I’m still encountering this issue about every 2 days, usually early in the morning (Pacific time). It lasts for a minute or two. There’s a spike in connections and most of my queries are exceeding the 10s timeout on Vercel. It does seem like MongoDB successfully connects (see screenshot where I log the successful connection). The queries being run in these functions take < 200ms normally. Note that the Mongo connection is successfully cached when running normally. For some reason during these weird spikes, it tries to create a connection on each function request.
I’m the Product Manager for the Node.js driver here at MongoDB. First off, our apologies as this request seems to have slipped through during the lead up to the Christmas break.
Why is maxPoolSize having no effect, and how can I get these connections under control?
If you’re using Vercel Serverless Functions it’s possible that though you’re specifying a maxPoolSize the connection isn’t being reused as the infrastructure behind the functions spawns additional workers to handle and influx of requests to your site.
Unfortunately I cannot confirm/deny this directly, however given a single MongoClient instance the maxPoolSize options would cap the total number of connections within that client’s connection pool at 2 (per your code sample) as opposed to the default of 100.
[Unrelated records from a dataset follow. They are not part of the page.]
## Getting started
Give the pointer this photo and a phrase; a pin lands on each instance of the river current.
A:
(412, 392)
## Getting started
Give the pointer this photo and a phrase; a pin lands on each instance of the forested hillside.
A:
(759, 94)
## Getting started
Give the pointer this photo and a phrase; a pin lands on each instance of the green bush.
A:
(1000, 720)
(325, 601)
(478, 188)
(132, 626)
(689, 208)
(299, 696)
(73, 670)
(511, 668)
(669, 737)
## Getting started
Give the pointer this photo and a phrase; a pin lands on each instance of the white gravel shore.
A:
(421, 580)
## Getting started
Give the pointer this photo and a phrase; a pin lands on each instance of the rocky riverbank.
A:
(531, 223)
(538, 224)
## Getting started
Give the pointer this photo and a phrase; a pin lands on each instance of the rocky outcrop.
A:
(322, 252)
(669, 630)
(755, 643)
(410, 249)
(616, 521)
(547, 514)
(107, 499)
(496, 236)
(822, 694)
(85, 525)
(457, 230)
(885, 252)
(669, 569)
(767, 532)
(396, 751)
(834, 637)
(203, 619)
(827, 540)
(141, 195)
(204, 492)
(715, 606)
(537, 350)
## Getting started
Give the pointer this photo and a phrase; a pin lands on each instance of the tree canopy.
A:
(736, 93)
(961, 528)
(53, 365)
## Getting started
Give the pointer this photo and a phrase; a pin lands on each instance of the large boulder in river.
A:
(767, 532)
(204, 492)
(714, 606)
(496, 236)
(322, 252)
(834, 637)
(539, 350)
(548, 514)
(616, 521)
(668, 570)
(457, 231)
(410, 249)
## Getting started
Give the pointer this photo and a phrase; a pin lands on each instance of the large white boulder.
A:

This happened again just now. I noticed the spike happened right when a bunch of my Vercel functions timed out at their 10s limit while trying to connect to MongoDB. I had set serverSelectionTimeoutMS to 9s, attempting to prevent reaching the Vercel timeout, but apparently that didn’t fix the problem. What could cause the MongoDB connection to time out? And why would this cause my MongoDB connections to spike exponentially?
I see you have the source for your solution publicly accessible at GitHub - rawcomposition/birdinghotspots, so the first thing we’d want to do is verify the behavior you’ve described.
Can you briefly outline the configuration/deployment requirements to Vercel so that we can spin up a similar deployment? Once we have this application deployed to Vercel and configured alike with your production instance we’ll need to emulate the traffic you’re generating to generate the connections you’ve described.
This exercise will help us better understand how the application running within Vercel is connecting to your cluster and potentially exceeding the expected connection profile.
Feel free to send me a DM if you’d like to discuss further.
I appreciate your help with this! After fiddling and watching closely over the last week, here’s some things I’ve observed:
After adjusting the maxPoolSize to 2, I stopped getting the max connection warning. My surges now peak around 200 connections. However, I’m still having queries timeout.
When I see a cluster of timeout errors, they’re usually a bunch of google bot requests all happening milliseconds apart. See attached screenshot. During that exact second there were 34 requests from google bot requests.
In the attached screenshot, you’ll notice the console.log output relating to the MongoDB connection code. When everything is functioning normally (outside of these error/connection surges), I notice the console.log messages appearing once and all further requests seem to use the existing, cached connection.
I’m wondering if the existing connection disconnects and google attempts to load 20 or 30 pages all at once. Since there’s no existing connection, I’m assuming it initiates a new connection for all 30 new requests. And there wouldn’t be time to cache the 1st request and share it with the remaining 29, because the requests all came in essentially at the same time. That’s just my speculation. Though that may explain the spike in connections, I don’t think it would explain why those 20-30 requests timeout.
There’s a number of .env variables required to deploy to Vercel, I’ll get dev versions of all the necessary keys and DM you the details so you can deploy it to Vercel.
@Adam_Jackson as part of troubleshooting this issue can we just validate that those routes are actually supposed to return a response? Per Vercel’s Serverless Functions Timeouts Conditions Checklist, The function must return an HTTP response, even if that response is an error. If no response is returned, the function will time out.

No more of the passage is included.